Data quality in most large organizations is commonly known to be rather lacking. Most would argue that things haven't gotten much better since this 2007 Accenture study found that "Managers Say the Majority of Information Obtained for Their Work Is Useless". To some, quotes like that are shocking, but if you think about how information is processed in most Fortune 1000 sized organizations it is surprising that data available to managers is as good as it is. These slides have been useful in my efforts to explain the persistence of data quality problems (click on the pictures for a larger view):

In the first picture we see the traditional layers of an organization. The Operations layer consists of the systems and processes that do day-to-day work, usually narrowly focused on a single process, like payroll or shipping for example, and individual objects and events, like paychecks or packages. The Management layer observes the workings of operational processes and coordinates them with each other, and hence typically supports a large number of reports, spreadsheets, and datamarts that provide information on operational processes. Finally, the Executive layer aggregates data collected from Management, summarizing process detail contained in Management reporting to understand overall status, trends, and outliers that might indicate specific risks or issues.

The second picture slices the organization by business function, showing how the levels of management divide into separate silos. Communications between different business functions can be limited due to different interests, organizational cultures, and often because there's little day-to-day need to communicate. Likewise, data flow among silos tends to be limited due to different technologies, different data designs, and because those flows only happen when there's a specific reason for them to be developed.
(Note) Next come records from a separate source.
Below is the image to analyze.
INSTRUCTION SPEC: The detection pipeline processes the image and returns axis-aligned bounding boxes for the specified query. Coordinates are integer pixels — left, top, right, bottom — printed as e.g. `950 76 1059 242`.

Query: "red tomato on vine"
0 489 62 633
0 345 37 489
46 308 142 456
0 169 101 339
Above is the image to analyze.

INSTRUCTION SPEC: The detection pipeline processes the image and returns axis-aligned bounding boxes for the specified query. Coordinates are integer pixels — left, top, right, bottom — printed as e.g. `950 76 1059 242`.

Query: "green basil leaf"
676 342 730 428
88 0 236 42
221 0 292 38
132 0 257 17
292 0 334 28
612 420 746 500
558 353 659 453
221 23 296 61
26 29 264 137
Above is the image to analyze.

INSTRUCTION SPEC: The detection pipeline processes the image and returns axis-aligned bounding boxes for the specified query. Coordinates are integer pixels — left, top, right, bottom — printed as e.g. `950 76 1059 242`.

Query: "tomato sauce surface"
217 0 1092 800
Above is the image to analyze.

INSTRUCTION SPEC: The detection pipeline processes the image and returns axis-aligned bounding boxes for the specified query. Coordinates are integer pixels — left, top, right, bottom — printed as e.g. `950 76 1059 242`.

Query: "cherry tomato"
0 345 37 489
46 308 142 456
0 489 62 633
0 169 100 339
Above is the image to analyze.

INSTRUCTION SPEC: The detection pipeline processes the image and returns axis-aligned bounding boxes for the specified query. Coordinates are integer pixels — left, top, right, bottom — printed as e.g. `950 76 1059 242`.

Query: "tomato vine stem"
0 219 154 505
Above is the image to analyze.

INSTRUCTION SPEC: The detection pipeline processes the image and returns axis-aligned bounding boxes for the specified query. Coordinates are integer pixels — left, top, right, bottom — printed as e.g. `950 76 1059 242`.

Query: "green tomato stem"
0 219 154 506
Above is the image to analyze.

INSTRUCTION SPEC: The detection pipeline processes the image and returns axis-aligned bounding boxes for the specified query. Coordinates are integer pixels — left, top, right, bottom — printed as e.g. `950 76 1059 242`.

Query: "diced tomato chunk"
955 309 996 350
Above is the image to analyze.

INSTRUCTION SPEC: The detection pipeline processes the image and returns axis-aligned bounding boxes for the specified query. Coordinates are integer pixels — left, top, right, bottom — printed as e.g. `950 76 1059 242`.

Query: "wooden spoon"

So over time data paths proliferate over the organization as data interfaces, reports, and ad hoc information gathering create a giant game of data "telephone". Here's are examples:

  • A manager in logistics has a spreadsheet that integrates HR data with stats from a logistics application for a staff productivity report, then passes that data on to the manufacturing department for integration into their planning spreadsheet
  • A detail-oriented sales exec integrates data from manufacturing, sales, and market research to produce his own customized long term forecasts
  • A new operational datamart generates planning metrics. Adoption of reports and metrics from the new datamart has been slow because they conflict with the existing logistics and sales metrics

I like these pictures because they encourage thinking about data quality this way:

  1. The data quality challenge is fundamentally a business problem related to use and communication of information around the organization
  2. The data quality challenge is very complex: it is easy to see that if a real organization were rendered into a two-dimensional grid there would be many more than 15 cells and seven data flows.
  3. High level strategies and conceptual data models will have little effect unless they are linked to plans clearly relevant to management of data within each cell.

Finally, unity among executives as to valid versus invalid metrics and summaries, along with setting best practices for data sharing within the organization, can create conditions in which data quality steadily improves as compliant data sharing steadily replaces entrenched ad hoc methods.